Areas with particular dialects are those which were largely excluded from
population intermingling. Note the regions of the Appalachian and Ozark
'hillbillies' in the middle image as interesting examples of this.
- Curiously, the bypassing can also be seen in the Civil War-era
southern states railroad map at right. Notice how almost all of the
railway tracks have an east-west orientation, with only one major rail
line having a north-south axis. This was of great advantage to the army
of the Confederacy during the war, as they were able to move defensive
troops quickly along the east-west axis, whereas the Northern forces had
few rail links to carry troops and supplies southward.
- This population bypassing is why the 'Old South' remained so fixed
in its ways from the 19th century through the mid-20th century, and why
the novels of William Faulkner, for example, based on an extended family
living in
Yoknapatawpha
County in northern Mississippi much more resemble the Forsyte Saga of
England's John
Galsworthy, for example, than any of Faulkner's American literary
colleages from other U.S. regions. The 'Old South' only began to change
slowly into the 'New South' in the 1960s and 1970s, when greater
interaction began to develop with other U.S. regions, and, especially with
the advent of industrial air conditioning, jobs began to leave the
Northern 'rust belt' toward new locales with lower taxation and a snow-free
climate.
Regional 'Identities' of the Northeast, Midwest and West
- The Northeast, Midwest and West have their own identities as well,
based on their geography and chronological role in American history.

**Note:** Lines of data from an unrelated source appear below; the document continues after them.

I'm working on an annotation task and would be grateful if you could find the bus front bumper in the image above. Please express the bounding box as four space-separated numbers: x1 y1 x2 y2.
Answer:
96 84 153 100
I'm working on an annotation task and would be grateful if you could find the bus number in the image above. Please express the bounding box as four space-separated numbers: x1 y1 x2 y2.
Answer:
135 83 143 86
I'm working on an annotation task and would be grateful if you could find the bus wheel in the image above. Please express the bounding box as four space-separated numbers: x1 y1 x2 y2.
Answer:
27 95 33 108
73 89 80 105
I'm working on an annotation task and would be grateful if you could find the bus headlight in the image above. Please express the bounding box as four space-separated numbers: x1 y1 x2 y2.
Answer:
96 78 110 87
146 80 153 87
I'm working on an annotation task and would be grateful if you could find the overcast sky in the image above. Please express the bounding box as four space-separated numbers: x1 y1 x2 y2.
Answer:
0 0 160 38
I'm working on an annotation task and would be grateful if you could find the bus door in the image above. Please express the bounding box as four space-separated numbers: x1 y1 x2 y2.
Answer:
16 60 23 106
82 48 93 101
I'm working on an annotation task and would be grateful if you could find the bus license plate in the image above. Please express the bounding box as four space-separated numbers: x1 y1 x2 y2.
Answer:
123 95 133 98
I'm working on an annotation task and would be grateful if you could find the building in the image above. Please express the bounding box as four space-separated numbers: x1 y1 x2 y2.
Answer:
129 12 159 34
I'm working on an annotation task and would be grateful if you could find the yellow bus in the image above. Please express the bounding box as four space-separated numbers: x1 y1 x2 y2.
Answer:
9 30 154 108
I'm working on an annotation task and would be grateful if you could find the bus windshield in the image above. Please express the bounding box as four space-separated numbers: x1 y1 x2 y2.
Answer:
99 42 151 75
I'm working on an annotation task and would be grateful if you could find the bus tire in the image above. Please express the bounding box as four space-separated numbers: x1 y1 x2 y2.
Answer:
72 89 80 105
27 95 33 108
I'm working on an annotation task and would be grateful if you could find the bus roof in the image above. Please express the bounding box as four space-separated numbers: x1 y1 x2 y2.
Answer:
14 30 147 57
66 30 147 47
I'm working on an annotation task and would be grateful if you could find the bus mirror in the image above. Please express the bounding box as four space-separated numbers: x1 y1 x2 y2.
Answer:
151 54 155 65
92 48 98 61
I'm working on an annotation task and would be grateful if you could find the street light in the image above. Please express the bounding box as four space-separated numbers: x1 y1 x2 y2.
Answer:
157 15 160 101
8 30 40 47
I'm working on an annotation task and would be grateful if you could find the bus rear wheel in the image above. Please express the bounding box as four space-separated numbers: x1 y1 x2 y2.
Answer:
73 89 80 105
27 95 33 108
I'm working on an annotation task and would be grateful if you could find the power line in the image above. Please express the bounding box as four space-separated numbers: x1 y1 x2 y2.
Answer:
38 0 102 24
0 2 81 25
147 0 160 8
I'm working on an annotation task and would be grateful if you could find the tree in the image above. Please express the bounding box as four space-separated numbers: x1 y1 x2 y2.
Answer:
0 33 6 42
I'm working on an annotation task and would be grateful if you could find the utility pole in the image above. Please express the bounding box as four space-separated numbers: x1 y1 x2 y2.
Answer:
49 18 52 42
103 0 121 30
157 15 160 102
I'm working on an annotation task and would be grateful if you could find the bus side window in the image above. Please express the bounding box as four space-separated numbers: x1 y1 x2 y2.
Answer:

- The Northeast is regarded as the 'oldest' region of the
country, as the first dominant colonies were here. It is a region of
heritage, still epitomized to some extent by the Boston
'Brahmins' or more recently the Kennedy family. It is a region known
for world-class higher educational institutions, including most of the Ivy League universities. The
liberal politics of the urban Eastern seaboard contrast sharply with the
conservatism of the rural hinterlands of each state. Boston is a center
of education; New York the center of commerce, banking, media and
entertainment, among many others. Washington D.C., the nation's capital,
is its political center, though also widely known for its outstanding
museums and other cultural attractions.
- The Midwest
is regarded as 'America's heartland,' a state of mind as well as a
place. It is where the ordinary American lives and works, as symbolized in
the 'Middletown' studies of Robert and Helen
Lynd, who chose a locale [Muncie, Indiana] where '
two streams of colonists' moving westward from the Northeastern and
South-Central states met and blended into a common denominator of the U.S.
Agriculture is the common denominator of the Midwest, even if such cities
as Chicago and Detroit have long been known for their trade and industry.
Politically the Midwest is conservative yet pragmatic, not quick to take
up new ideas, but willing to do so if they prove better than those of the
past.
- The West
is known as the 'newest' and overall still least-populated of the U.S.
regions. It was the last to be settled, and its large expanses of
mountains and deserts are still largely empty. Many of the largest tribal
lands of the U.S. 'Native American' Indian population are in the West,
particularly those of the Navajo and Hopi tribes of the '4 corners' region.
The West has a reputation for innovativeness, thanks in part to Silicon
Valley, Silicon
Forest in Oregon, and Microsoft in and around Seattle, not to mention
the film, music and other media industries of the Los Angeles area.
The West shares with the Northeast a coastal, multiethnic, progressive,
outward-looking and international mentality which is the basis for terms
such as 'flyover country' referring to the rest of American over which
airplanes pass when carrying artists and executives between New York,
Boston, Washington and Los Angeles, San Francisco and Seattle.